Training-Free Cultural Alignment of Large Language Models via Persona Disagreement
For developers of LLMs serving global users, this provides a training-free, black-box method to align models with diverse cultural moral preferences, addressing a known bottleneck in cultural fairness.
DISCA reduces cultural misalignment of LLMs across 20 countries by 10-24% on MultiTP and 2-7% on open-ended scenarios, using inference-time logit correction from World Values Survey personas, without fine-tuning or white-box access.

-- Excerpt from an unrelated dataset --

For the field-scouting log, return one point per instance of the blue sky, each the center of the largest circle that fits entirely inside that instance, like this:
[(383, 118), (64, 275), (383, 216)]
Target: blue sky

Large language models increasingly mediate decisions that turn on moral judgement, yet a growing body of evidence shows that their implicit preferences are not culturally neutral. Existing cultural alignment methods either require per-country preference data and fine-tuning budgets or assume white-box access to model internals that commercial APIs do not expose. In this work, we focus on this realistic black-box, public-data-only regime and observe that within-country sociodemographic disagreement, not consensus, is the primary steering signal. We introduce DISCA (Disagreement-Informed Steering for Cultural Alignment), an inference-time method that instantiates each country as a panel of World-Values-Survey-grounded persona agents and converts their disagreement into a bounded, loss-averse logit correction. Across 20 countries and 7 open-weight backbones (2B--70B), DISCA reduces cultural misalignment on MultiTP by 10--24% on the six backbones >=3.8B, and 2--7% on open-ended scenarios, without changing any weights. Our results suggest that inference-time calibration is a scalable alternative to fine-tuning for serving the long tail of global moral preferences.